由 deepset 维护
集成:NVIDIA
将 NVIDIA 模型与 Haystack 结合使用。
目录
概述
NVIDIA AI 基础模型和NVIDIA 推理微服务让您能够在 NVIDIA 加速基础设施上达到最佳性能。借助预训练的生成式 AI 模型,企业可以更快地创建定制模型,并利用最新的训练和推理技术。
此集成允许您在 Haystack pipeline 中使用 NVIDIA 基础模型和 NVIDIA 推理微服务。
为了使用此集成,您需要一个 NVIDIA API 密钥。将其设置为环境变量 `NVIDIA_API_KEY`。
安装
pip install nvidia-haystack
使用
组件
此集成引入了以下组件
-
NvidiaTextEmbedder:一个用于嵌入字符串的组件,使用 NVIDIA AI 基础模型和 NVIDIA 推理微服务嵌入模型。对于区分查询和文档输入的模型,此组件将输入字符串嵌入为查询。
-
NvidiaDocumentEmbedder:一个用于嵌入文档的组件,使用 NVIDIA AI 基础模型和 NVIDIA 推理微服务嵌入模型。 -
NvidiaGenerator:一个用于使用 NVIDIA AI 基础模型端点和 NVIDIA 推理微服务提供的生成模型生成文本的组件。 -
NvidiaRanker:一个用于对文档进行排名的组件,使用 NVIDIA NIM。
单独使用这些组件
NvidiaTextEmbedder:
from haystack_integrations.components.embedders.nvidia import NvidiaTextEmbedder
text_to_embed = "I love pizza!"
text_embedder = NvidiaTextEmbedder(model="nvolveqa_40k")
text_embedder.warm_up()
print(text_embedder.run(text_to_embed))
# {'embedding': [-0.02264290489256382, -0.03457780182361603, ...}
NvidiaDocumentEmbedder:
from haystack.dataclasses import Document
from haystack_integrations.components.embedders.nvidia import NvidiaDocumentEmbedder
documents = [Document(content="Pizza is made with dough and cheese"),
Document(content="Cake is made with floud and sugar"),
Document(content="Omlette is made with eggs")]

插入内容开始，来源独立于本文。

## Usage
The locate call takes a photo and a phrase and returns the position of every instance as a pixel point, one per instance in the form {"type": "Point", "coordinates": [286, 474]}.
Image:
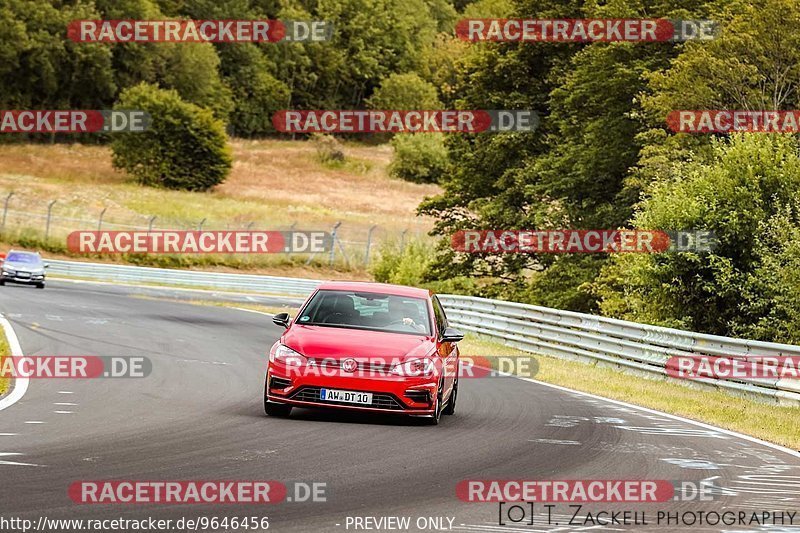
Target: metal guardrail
{"type": "Point", "coordinates": [187, 278]}
{"type": "Point", "coordinates": [627, 345]}
{"type": "Point", "coordinates": [563, 334]}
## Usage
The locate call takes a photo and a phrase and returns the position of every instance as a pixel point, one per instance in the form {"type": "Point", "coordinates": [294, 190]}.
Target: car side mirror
{"type": "Point", "coordinates": [452, 335]}
{"type": "Point", "coordinates": [282, 319]}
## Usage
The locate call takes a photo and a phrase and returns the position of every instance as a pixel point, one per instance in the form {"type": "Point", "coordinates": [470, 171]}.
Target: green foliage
{"type": "Point", "coordinates": [420, 158]}
{"type": "Point", "coordinates": [405, 91]}
{"type": "Point", "coordinates": [408, 265]}
{"type": "Point", "coordinates": [328, 148]}
{"type": "Point", "coordinates": [184, 148]}
{"type": "Point", "coordinates": [746, 193]}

document_embedder = NvidiaDocumentEmbedder(model="nvolveqa_40k")
document_embedder.warm_up()
document_embedder.run(documents=documents)

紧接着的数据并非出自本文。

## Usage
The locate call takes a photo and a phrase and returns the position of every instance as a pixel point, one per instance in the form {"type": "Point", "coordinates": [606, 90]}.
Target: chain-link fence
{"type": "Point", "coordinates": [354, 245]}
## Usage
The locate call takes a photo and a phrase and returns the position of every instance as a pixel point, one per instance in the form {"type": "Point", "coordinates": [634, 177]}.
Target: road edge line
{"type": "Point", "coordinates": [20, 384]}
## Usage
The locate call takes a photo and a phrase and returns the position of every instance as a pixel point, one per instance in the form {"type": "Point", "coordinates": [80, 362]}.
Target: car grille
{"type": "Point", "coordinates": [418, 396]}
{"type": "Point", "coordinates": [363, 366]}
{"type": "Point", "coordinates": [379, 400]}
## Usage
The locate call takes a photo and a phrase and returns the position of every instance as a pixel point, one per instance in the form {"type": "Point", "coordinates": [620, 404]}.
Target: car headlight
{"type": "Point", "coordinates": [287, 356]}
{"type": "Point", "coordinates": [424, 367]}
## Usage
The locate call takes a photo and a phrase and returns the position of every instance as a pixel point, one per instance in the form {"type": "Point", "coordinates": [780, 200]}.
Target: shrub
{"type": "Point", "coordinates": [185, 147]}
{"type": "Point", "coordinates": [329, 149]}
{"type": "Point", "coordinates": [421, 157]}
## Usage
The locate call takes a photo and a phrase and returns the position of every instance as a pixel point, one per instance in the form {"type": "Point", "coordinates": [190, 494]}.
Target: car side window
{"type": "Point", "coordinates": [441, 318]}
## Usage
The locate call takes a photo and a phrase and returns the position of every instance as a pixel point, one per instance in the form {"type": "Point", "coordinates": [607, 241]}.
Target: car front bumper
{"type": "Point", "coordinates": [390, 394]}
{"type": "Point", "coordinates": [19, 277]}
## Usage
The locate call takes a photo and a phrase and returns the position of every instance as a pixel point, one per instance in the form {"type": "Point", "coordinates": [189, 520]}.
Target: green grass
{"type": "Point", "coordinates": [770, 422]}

#{'documents': [Document(id=2136941caed9b4667d83f906a80d9a2fad1ce34861392889016830ac8738e6c4, content: 'Pizza is made with dough and cheese', embedding: vector of size 1024), ... 'meta': {'usage': {'prompt_tokens': 36, 'total_tokens': 36}}}
NvidiaGenerator:
from haystack_integrations.components.generators.nvidia import NvidiaGenerator
generator = NvidiaGenerator(
model="nv_llama2_rlhf_70b",
model_arguments={
"temperature": 0.2,
"top_p": 0.7,
"max_tokens": 1024,
"seed": None,
"bad": None,
"stop": None,
},
)
generator.warm_up()
result = generator.run(prompt="When was the Golden Gate Bridge built?")
print(result["replies"])
print(result["meta"])
# ['The Golden Gate Bridge was built in 1937 and was completed and opened to the public on May 29, 1937....'[{'role': 'assistant', 'finish_reason': 'stop'}]
NvidiaRanker:
from haystack_integrations.components.rankers.nvidia import NvidiaRanker
from haystack import Document
from haystack.utils import Secret
ranker = NvidiaRanker(
api_key=Secret.from_env_var("NVIDIA_API_KEY"),
)
ranker.warm_up()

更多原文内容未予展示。